Here the authors explore, implement and verify the potential utility of hybrid intelligent adaptive systems for processing and analysis of multi‐channel non‐invasive abdominal foetal electrocardiogram (fECG) signals. This approach allows clinicians to enhance non‐invasive cardiotocography (CTG) with continuous ST waveform analysis (STAN) of fECG signals to improve intrapartum monitoring during labuor. The system uses a multi‐channel adaptive neuro‐fuzzy interference system with a new hybrid learning algorithm based on uniquely synthesised data, which comports well with real data acquired from clinical practice. The system allows the user to obtain a reference signal for objective verification.
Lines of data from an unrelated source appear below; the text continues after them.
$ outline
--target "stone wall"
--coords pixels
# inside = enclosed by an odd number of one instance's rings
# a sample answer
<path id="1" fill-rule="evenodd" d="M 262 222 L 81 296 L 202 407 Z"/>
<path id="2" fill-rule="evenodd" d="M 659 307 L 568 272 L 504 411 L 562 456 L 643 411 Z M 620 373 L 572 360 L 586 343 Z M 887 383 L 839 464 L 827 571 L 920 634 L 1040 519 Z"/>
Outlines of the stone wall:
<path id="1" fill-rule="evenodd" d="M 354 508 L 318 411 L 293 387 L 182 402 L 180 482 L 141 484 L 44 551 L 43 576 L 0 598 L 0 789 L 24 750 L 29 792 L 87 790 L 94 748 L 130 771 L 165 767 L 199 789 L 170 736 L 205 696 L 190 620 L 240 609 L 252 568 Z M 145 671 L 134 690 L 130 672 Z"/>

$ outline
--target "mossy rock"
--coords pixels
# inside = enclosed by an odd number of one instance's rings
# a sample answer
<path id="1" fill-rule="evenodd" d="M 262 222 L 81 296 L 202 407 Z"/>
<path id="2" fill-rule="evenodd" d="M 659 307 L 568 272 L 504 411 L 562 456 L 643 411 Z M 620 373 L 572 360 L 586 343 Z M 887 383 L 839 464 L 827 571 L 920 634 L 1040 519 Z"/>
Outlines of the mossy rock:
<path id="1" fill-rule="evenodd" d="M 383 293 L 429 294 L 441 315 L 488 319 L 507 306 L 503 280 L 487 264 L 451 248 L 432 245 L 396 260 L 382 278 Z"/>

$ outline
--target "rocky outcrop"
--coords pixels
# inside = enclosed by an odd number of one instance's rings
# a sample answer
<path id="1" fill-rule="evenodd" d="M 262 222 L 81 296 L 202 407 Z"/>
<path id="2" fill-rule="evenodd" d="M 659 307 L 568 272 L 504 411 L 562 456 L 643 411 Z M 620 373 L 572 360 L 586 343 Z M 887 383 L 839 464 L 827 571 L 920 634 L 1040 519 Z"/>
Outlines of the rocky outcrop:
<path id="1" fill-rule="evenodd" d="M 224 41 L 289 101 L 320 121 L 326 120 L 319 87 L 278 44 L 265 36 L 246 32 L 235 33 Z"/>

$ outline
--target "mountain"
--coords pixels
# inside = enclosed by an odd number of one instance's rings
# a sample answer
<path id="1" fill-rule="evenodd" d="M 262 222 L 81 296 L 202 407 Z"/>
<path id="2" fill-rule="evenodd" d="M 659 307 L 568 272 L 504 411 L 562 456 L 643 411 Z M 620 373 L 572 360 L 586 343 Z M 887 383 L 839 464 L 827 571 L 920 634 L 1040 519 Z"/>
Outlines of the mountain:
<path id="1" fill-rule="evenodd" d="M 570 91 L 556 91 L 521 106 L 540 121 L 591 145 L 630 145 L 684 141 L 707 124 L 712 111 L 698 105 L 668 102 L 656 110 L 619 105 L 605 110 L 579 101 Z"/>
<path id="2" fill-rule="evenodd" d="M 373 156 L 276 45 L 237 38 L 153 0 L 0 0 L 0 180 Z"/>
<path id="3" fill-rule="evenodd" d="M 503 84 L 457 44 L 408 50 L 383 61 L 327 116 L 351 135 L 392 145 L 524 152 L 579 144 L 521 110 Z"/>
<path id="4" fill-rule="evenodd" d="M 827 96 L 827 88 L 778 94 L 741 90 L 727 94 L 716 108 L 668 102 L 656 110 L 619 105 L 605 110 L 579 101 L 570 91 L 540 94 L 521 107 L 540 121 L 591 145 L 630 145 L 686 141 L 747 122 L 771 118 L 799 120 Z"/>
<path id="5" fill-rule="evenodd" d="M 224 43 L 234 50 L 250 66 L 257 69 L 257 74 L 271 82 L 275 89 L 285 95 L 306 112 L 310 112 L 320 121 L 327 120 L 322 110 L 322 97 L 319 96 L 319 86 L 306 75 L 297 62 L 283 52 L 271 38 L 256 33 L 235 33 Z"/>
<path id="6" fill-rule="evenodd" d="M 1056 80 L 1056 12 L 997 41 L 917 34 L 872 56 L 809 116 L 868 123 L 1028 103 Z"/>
The functionality of the system has been evaluated not only by subjective criteria (an fECG morphology study by a gynaecologist), but also by objective criteria using quantitative performance metrics such as input and output signal‐to‐noise ratios, root mean square error, sensitivity S+, and positive predictive value among others. Experimental results indicate that hybrid neuro‐fuzzy systems have the potential to improve the diagnostic and monitoring qualities (sensitivity and specificity) of fECG signals while preserving their clinically important features by leveraging the combined utility of non‐invasive CTG and STAN.